- Born: George Henry O'Connor August 20, 1874 Washington, D.C., U.S.
- Died: September 28, 1946 (aged 72) Washington, D.C., U.S.
- Occupation(s): Lawyer, businessman, singer
- Years active: 1894–1946

= George O'Connor (singer) =

American singer

George Henry O'Connor (August 20, 1874 – September 28, 1946) was an American lawyer, businessman and singer, described at the time of his death as "almost beyond a doubt the most popular man in Washington".

==Biography==

O'Connor was born in Washington, D.C. He attended St. John's Military Academy in Alexandria, Virginia, graduating in 1891, and then studied at the National University School of Law, graduating in 1894. He continued his studies at Georgetown University, and was admitted to the District of Columbia Bar in 1895. He was employed by the District of Columbia Title Insurance Company, becoming its vice-president in 1907 and then its president from 1941 until his death. He was admitted to the bar of the Supreme Court in 1918.

At the same time as his legal career, he became a leading stage entertainer and recording artist. Aged nine, in 1883, he was mentioned in the local press as a performer in a "juvenile masque carnival", and while at Georgetown was a leading member of the glee club. By 1900, he had begun performing newly-fashionable "rag-time" music, and formed the Birenomore Quartette with three friends. O'Connor became a popular entertainer at events hosted by such organizations as the Gridiron Club, the National Press Club, the Alfalfa Club, the Knights of Columbus, and the Bar Association.

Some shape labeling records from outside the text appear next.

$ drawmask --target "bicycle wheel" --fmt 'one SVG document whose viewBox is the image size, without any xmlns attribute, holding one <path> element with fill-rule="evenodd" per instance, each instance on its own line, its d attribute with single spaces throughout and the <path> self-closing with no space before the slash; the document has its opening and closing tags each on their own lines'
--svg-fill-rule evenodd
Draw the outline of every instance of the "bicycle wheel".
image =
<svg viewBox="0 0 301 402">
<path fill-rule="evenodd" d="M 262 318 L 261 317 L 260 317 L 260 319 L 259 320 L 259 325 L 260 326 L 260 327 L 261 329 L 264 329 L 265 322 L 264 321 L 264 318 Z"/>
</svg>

He also recorded prolifically as a tenor singer between 1914 and 1918, specializing in dialect material, particularly "coon songs", as well as other popular songs and light opera. His July 1916 recording of "Nigger Blues", copyrighted four years earlier by Leroy "Lasses" White, is one of the first recordings of a twelve-bar blues song. His other successful recordings included "Everybody Rag With Me" (1915) and "Pray For the Lights to Go Out" (1917).

O'Connor was the favored entertainer of a succession of US Presidents, from Taft to Truman, particularly at White House Correspondents' Association dinners, and became known as the "Troubadour to the Presidents".

He died in 1946, aged 72, of a heart ailment.